Trump logra ‘el sueño’ de la independencia energética de EE.UU., por primera vez en 70 años

El presidente estadounidense Donald Trump saluda mientras aborda el Air Force One, el martes 3 de julio de 2018, en la Base Andrews de la Fuerza Aérea, Maryland. (Foto AP/Evan Vucci)

Redacción BLes – Estados Unidos alcanzó un hito histórico de relevancia global: logró la independencia energética por primera vez en 70 años.

En efecto, en el mes de septiembre la economía más grande del mundo exportó 89 mil barriles de petróleo más por día de los que importó.

Si bien anteriormente había registrado superávits semanales en la balanza petrolera, los datos publicados a fines de noviembre por la Energy Information Administrationdemuestran que por primera vez se alcanzó el superávit mensual.

Desde 1949, cuando el gobierno estadounidense comenzó los registros, no se había alcanzado este hito, tan buscado por las anteriores administraciones de la Casa Blanca, sobre todo luego de la crisis energética de 1973.

En ese sentido, empresarios y analistas destacan las políticas impulsadas por el presidente Donald Trump que permitieron que el mercado experimente un alza sin precedentes en la producción de petróleo.

“Este es un gran hito y uno que la administración de Trump debería estar orgullosa de marcar en el comienzo de la línea de llegada”, señaló Alfredo Ortiz, Presidente y CEO de Job Creators Network, una organización no partidista fundada por empresarios.

En los últimos años las compañías petroleras han innovado fuertemente para extraer crudo de formaciones que antes eran inviables desde el punto de vista económico.

El perfeccionamiento del ‘fracking’, las técnicas de perforación horizontal y de fracturación hidráulica de roca sumado a un contexto de precios del petróleo altos en gran parte de los años precedentes fueron en gran parte la base para que las compañías comiencen a experimentar extraer petróleo de formaciones de roca tipo shale ubicadas a grandes profundidades en diferentes partes del territorio estadounidense.

“¿Pero como llegamos aquí? El mismo enfoque que Estados Unidos ha capitalizado desde nuestra fundación: la innovación de libre mercado”, argumentó al respecto Ortiz en una columna publicada en Fox News.

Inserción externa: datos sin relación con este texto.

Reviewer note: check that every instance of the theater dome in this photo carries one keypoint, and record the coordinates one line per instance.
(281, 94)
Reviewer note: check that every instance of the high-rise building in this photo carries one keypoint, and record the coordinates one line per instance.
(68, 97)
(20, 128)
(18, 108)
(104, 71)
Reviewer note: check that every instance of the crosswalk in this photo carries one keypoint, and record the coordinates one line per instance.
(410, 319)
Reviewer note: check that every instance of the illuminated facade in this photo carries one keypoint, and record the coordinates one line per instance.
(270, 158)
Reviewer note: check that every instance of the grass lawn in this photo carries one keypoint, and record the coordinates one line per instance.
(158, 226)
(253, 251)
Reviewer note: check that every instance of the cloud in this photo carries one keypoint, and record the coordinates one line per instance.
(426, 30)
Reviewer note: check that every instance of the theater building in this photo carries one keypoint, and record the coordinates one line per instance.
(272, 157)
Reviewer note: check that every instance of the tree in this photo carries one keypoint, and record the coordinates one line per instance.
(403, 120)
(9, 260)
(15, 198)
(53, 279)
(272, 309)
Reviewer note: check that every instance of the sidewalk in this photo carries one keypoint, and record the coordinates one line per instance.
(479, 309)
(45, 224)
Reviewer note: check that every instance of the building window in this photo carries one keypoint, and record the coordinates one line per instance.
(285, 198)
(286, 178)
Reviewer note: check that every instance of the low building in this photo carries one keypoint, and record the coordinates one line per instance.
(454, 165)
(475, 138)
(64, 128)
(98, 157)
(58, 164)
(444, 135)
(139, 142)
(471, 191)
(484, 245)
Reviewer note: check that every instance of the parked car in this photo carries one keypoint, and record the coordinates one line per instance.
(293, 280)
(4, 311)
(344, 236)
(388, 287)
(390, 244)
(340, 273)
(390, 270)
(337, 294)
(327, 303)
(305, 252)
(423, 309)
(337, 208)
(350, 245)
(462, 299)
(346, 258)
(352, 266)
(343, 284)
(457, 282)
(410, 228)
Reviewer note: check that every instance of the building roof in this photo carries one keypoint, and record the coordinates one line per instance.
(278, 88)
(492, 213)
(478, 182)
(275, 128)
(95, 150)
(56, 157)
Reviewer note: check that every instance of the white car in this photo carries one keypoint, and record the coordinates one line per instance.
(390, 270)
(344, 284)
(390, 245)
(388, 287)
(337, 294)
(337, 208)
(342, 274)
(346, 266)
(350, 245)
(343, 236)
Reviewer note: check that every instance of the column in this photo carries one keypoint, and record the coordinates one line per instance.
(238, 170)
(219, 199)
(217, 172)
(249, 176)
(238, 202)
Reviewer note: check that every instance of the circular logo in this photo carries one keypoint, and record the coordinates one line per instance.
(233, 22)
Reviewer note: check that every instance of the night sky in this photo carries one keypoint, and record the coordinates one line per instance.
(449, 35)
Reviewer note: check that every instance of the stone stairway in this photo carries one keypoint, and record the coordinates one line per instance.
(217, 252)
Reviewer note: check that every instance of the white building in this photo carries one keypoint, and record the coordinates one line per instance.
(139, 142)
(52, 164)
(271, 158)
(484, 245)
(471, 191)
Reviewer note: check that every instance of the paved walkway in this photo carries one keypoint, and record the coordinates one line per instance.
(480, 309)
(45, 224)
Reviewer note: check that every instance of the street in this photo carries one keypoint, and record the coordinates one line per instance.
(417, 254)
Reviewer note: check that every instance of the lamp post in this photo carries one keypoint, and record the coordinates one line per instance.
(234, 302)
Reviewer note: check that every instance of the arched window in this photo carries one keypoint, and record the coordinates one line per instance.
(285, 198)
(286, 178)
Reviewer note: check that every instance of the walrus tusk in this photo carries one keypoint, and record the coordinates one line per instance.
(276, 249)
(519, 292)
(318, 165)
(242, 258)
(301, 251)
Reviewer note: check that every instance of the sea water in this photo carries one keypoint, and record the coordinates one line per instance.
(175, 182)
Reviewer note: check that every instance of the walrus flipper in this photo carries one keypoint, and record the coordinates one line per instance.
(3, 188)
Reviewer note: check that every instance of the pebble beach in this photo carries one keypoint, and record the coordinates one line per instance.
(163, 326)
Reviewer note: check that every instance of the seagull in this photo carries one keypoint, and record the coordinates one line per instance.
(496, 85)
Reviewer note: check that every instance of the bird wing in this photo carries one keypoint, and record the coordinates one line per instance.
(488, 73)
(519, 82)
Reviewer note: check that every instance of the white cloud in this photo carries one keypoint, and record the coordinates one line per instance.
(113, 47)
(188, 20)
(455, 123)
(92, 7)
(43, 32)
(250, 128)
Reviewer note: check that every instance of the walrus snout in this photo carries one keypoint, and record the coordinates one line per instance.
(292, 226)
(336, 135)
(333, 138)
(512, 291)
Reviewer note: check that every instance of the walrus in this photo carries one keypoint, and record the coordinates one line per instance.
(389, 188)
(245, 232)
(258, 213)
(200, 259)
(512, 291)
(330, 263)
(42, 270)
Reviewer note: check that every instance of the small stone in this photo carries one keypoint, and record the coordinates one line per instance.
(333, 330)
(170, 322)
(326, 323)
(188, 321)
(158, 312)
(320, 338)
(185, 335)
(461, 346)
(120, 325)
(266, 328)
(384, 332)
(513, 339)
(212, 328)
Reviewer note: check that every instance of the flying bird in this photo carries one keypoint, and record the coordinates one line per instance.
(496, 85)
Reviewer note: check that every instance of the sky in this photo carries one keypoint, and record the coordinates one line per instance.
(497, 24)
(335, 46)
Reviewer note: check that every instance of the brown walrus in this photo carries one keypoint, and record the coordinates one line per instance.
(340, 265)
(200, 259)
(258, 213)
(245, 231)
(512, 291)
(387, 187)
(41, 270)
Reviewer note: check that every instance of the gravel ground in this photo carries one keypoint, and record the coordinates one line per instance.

Actualmente, se operan miles de pozos que producen hasta 3.2 millones de barriles desde la región Permiana de Texas y Nuevo México hasta el Bakken en Dakota del Norte y la formación Marcellus en Pensilvania, de acuerdo con los datos del gobierno estadounidense.

Esta revolución permitió que EE.UU. desplazara a Arabia Saudita como el primer productor a nivel mundial desde el 2013, pero fue recién en septiembre del 2019 cuando el país americano se convirtió, de hecho, en un exportador neto de petróleo.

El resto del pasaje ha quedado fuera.